Monday November 4, 2007

Quality of Software is related to time in use

I was just reminded, rudely reminded, of a law I coined some time ago: The quality of a software product has to do only with how long it has been in use, or alternatively with how many bugs have been reported against it. I was editing this page with Quanta Plus, which crashed, and it didn't recover my edits, not cleanly, and I couldn't find where it put the back file. I am re-editing this using good ol emacs because I know what it is going to do, and I know what to expect because emacs has been around since before the epoch.

Javascript and the pitfalls of OOD

I have been investigating Javascript since Friday last because of a comment someone made to me last week. I have learned some language basics, logic, calling functions, dealing with errors ( try/catch ) same as one would do learning C++ or Java and like those Object Oriented languages I can see a fundemental problem, a gotcha that OOD obfescates.

All programming languages or paradigms or empires have flaws.

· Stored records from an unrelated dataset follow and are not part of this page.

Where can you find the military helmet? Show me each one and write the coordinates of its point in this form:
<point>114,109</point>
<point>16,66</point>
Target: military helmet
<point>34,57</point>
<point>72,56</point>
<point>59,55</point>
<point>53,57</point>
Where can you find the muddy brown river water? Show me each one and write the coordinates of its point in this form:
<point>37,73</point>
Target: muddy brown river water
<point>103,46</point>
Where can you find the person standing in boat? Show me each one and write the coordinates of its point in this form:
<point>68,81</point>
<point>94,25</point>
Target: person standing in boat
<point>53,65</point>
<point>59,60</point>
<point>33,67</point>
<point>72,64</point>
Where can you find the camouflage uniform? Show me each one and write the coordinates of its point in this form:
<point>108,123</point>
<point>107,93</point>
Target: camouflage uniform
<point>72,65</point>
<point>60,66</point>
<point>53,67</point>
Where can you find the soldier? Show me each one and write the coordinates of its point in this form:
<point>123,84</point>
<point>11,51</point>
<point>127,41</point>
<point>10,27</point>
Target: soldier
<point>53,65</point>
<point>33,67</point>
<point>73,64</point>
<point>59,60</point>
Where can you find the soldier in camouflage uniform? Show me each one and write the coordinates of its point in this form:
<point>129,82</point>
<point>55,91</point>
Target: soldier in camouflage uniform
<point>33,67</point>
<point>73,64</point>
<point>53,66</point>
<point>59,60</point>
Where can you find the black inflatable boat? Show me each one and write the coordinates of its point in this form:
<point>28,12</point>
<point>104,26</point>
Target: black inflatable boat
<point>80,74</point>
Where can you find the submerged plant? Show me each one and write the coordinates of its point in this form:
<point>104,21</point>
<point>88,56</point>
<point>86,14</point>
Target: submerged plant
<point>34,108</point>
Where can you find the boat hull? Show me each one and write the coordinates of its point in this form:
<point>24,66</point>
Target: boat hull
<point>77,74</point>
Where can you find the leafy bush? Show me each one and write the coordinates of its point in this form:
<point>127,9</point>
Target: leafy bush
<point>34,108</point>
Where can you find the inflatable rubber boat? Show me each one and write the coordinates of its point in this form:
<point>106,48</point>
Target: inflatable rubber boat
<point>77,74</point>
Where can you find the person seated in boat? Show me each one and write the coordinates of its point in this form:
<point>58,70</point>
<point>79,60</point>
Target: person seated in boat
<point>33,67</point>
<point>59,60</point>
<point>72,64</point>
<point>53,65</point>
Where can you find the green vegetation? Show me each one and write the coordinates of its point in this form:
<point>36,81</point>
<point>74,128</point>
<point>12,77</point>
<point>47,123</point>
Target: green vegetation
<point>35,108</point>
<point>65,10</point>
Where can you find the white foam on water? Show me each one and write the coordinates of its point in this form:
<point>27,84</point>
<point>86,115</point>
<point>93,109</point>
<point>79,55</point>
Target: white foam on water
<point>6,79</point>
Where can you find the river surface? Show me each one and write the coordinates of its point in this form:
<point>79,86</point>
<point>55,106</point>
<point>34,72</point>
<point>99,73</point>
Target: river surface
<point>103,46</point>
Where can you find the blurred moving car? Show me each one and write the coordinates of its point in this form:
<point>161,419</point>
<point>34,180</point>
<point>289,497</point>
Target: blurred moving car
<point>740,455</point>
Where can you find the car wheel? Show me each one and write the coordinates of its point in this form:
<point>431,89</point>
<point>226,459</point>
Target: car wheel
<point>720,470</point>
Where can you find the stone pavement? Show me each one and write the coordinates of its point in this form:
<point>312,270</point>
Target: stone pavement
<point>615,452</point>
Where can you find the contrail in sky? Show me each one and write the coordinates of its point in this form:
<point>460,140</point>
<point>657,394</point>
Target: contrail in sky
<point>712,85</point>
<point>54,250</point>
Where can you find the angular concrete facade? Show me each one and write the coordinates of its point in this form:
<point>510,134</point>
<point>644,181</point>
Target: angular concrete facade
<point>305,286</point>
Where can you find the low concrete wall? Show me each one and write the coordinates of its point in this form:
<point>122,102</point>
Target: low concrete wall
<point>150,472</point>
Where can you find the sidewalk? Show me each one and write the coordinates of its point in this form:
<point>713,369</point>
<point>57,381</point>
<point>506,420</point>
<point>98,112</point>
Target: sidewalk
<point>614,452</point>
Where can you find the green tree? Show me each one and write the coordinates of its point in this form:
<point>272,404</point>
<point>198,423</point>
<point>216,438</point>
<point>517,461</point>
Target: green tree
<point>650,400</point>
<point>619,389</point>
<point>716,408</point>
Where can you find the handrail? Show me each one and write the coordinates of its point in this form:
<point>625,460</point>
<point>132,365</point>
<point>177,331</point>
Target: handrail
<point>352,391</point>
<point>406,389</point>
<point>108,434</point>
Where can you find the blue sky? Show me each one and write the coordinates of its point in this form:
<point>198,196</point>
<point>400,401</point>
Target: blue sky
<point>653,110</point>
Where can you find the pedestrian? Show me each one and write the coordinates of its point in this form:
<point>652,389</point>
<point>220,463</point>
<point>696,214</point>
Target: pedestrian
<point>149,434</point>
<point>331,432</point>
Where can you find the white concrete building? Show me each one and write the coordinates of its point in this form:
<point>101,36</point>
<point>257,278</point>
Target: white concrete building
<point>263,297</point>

Sometimes these flaws prove fatal, e.g. does anyone write PL/1 anymore. Other old languages thrive, why? And is OOD a panecea immune from the trash heap? It has been touted as the way to fix the reliability problems of building large applications where in time a team of programmers step on each other's work, producing side-effects and causing havoc. I think that diving in to any OOL reveals a serious problem that isn't adequately addressed.

The big challenge with dealing with an OO language or any library using objects for a programmer is to learn to use the methods and objects. Even to the user this can be a problem if he is confronted with an alphabet soup of names and various prototypes. IEDs don't really do a good job yet of revealing to the programmer what he can do, and the hardcopy documentaation that would be needed would break your arm, do any small Java books exist?

The answer to that question is "no", and it is why Java's utility is limited and the challenge of wading into huge class libraries limits the long-term usefulness of any OOD system. The new skill required for continued success of OOD is skill at designing prototypes and how well is a class library designed, and documented. The IDEs must be able to get documentation for several languages and libraries and present it to the developer who may be offline and have no hardcopy manual. OOD ofescates bad design and compleity into class libraries and creates a steep learning curve for the developer. This may be good for cartels of developers, but it is guarenteed to shorten the life time for software.